Logically, as I see the world, it's more like 40 minutes to midnight!
Why, though?
My biggest problem with the Doomsday clock is that we have no way to measure "closeness to doomsday" in any meaningful sense, so we have no check against it. The numbers add a pretence of quantification, but without a way to map "minutes to midnight" to actual states of the world, you might as well call it a gut feeling. It's equally imprecise, but its honest about being unquantifiable.
Given that, why "11:20" over any other number? Why not 6 o'clock? Why not noon?
It's best to IGNORE all super-dire predictions. It actually hampers morale and the ability to better the world. I don't need bullshit telling me it's futile!
Here I disagree. Super-dire predictions should be taken seriously. Species go extinct all the ungoddamned time, humans are clever but we are not magically protected from that risk. Everything we know suggests we can kill ourselves off, or be killed by external events, or lose a big chunck of the population, and these are
bad things we need to take seriously in order to protect ourselves against them. Morale is important, obviously; if you personally can't work properly by thinking too much about doom, then don't think too much about doom. But some people can, and are even motivated by the idea that if we don't do something we might all die.
Sometimes people need positive thinking. Sometimes they need a kick in the ass to get them moving.
The Doomsday clock has been pretty accurate. We have been close to nuclear annihilation several times just because we are unable to get along well and the great powers thought they needed to have a dick waving contest with nuclear weapons.
How would we know, though? Nuclear annihilation hasn't actually happened, so there's no empirical check on the Doomsday clock. It's difficult to define (let alone measure) "closeness to annihilation" when we cannot actually observe annihilation*.
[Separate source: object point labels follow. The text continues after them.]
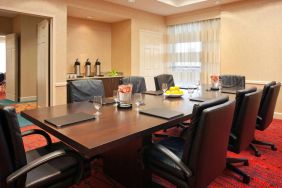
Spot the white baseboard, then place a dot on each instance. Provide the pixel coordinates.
(28, 99)
(277, 115)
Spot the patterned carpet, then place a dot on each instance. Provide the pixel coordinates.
(265, 171)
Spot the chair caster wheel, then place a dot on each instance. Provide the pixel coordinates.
(246, 179)
(274, 148)
(257, 154)
(246, 163)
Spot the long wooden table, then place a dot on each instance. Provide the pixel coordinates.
(117, 135)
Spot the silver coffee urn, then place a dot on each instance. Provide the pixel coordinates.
(87, 68)
(97, 68)
(77, 67)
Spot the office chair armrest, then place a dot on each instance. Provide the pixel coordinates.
(40, 132)
(259, 118)
(232, 136)
(44, 159)
(174, 158)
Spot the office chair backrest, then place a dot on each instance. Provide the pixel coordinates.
(138, 83)
(228, 81)
(12, 155)
(267, 108)
(264, 92)
(163, 78)
(84, 90)
(207, 156)
(244, 121)
(2, 77)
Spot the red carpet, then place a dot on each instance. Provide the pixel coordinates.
(265, 171)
We can look at times the clock moved forward/ backwards and say "yes, this looks like a thing that would move us closer/further away from extinction", but that's not accuracy. The doomsday clock is not a careful algorithm analysing global events, it's an intuitive guess (by very smart people, maybe, but still an intuitive guess). Comparing that to our intuitive sense of what will cause extinction is not a useful confirmation, because you're just comparing the intuition of one group of people vs that of another group of people.
Which means we have no real tests of the Doomsday clock (and no idea how one would even go about testing it), we're just taking the judgement of experts at face value.
Tetlock's work suggests this is not very reliable.
And saying "everything is fine, everything will turn out fine, you guys are doing great" would not have helped much during the Cuban missile crisis for example.
Probably not. But is there any reason to think that presenting the information in symbolic clock form actually makes a difference? Surely people can say "hey, conflict between nuclear powers that can escalate into nuclear war, that sounds dangerous" without looking at a clock.
*There are also anthropic arguments that suggest we should not expect to observe a universe where we are "close" to annihilation in some sense, but this is probably not the same meaning of "close" that the Doomsday clock is meant to reflect.